Businesses may request an on-site employee flu vaccination clinic through the Mesa County Public Health website at www.health.mesacounty.us. Flu shots are also available at pharmacies; doctors’ offices; and at the Mesa County Public Health clinic, which accepts most insurances, but will provide vaccinations regardless of ability to pay. Call the clinic at 248-6900 to schedule an appointment or stop by 510 29 1/2 Road in Grand Junction during walk-in clinic dates. Adult clinics are scheduled for 2 to 6 p.m. Oct. 17 and 8 a.m. to noon Oct. 23. An all-ages clinic is set for 9 a.m. to 1 p.m. Oct. 20.

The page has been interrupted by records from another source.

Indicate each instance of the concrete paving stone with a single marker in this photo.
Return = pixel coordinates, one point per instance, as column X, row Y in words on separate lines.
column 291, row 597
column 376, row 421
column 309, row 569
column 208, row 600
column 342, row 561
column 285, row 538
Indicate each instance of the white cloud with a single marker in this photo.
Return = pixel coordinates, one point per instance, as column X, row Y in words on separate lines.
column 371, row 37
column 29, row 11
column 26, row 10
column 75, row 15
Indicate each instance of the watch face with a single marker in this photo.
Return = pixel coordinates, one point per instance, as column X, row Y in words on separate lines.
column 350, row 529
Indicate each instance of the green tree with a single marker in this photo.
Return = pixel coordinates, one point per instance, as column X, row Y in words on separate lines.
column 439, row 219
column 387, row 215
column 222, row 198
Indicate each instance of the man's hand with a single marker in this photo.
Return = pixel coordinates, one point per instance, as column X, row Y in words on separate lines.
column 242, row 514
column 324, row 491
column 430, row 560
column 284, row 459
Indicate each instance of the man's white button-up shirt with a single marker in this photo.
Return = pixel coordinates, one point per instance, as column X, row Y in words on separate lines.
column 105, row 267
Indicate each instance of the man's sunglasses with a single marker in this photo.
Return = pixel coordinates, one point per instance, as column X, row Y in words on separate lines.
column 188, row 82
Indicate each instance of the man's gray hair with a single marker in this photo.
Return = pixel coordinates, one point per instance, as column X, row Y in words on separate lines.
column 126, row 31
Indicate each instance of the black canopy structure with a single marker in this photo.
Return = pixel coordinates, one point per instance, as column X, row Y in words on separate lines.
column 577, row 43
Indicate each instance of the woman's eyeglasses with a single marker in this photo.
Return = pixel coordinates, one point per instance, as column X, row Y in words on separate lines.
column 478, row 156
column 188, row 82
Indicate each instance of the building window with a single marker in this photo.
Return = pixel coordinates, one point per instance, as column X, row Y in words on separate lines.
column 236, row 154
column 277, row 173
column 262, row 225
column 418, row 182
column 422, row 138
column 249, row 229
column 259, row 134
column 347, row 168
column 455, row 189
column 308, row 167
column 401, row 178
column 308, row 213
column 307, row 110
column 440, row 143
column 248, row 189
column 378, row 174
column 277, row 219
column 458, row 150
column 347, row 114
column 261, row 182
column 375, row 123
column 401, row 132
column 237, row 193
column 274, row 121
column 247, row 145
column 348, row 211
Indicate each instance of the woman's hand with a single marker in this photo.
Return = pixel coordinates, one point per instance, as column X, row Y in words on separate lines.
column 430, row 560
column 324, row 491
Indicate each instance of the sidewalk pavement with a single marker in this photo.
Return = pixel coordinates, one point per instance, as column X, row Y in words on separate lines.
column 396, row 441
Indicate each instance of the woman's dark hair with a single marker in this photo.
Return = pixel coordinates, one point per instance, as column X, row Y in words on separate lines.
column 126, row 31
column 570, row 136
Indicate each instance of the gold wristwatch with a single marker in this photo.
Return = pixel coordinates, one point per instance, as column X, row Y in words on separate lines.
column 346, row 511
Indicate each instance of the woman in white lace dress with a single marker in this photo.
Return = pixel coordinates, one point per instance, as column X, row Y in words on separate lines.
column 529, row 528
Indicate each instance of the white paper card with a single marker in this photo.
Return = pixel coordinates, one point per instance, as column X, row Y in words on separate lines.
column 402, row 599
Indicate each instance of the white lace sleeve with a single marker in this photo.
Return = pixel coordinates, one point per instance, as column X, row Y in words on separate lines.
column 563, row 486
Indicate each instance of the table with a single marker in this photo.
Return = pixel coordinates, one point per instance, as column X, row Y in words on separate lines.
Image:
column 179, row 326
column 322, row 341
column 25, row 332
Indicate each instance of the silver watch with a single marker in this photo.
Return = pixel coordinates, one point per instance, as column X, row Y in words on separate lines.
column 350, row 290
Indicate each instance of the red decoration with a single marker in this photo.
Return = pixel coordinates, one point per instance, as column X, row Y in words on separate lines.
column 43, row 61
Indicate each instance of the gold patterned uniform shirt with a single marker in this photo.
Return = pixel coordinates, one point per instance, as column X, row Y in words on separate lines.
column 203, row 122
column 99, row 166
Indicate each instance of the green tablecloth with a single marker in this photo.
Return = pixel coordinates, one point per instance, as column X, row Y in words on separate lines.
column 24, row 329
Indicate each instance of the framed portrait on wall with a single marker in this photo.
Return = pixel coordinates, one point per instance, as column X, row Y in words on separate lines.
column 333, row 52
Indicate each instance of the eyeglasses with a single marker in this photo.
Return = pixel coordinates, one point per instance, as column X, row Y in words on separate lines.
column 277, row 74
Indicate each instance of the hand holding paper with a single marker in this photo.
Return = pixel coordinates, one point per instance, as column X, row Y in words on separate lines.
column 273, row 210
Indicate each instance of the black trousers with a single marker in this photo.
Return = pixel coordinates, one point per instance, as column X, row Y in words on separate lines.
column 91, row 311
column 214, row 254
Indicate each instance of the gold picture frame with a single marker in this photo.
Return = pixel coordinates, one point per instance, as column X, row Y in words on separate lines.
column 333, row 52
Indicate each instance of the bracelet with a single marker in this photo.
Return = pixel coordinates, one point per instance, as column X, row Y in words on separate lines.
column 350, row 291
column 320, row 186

Karla Klemm, a registered dietitian nutritionist at Mesa County Public Health, emphasized good nutrition to promote wellness during the colder months. Klemm recommended a diet high in fruits, vegetables and whole grains with moderate intake of chicken, fish and meat and little to no processed foods. Local, seasonal fruits and vegetables typically are freshest and offer maximum nutrients, so she encouraged people to find quick, easy recipes that include such fall crops as squash, sweet potatoes and root vegetables.
Klemm also suggested prepping sliced vegetables and dips on weekends to make snacks for weekdays. Employers can help by swapping candy and chips in the break room for a bowl of apples or other healthy snacks.
The end of the year is a busy time for just about everyone. Good sleep, flu shots, clean hands and nutritious foods will go a long way to make sure you don’t miss out.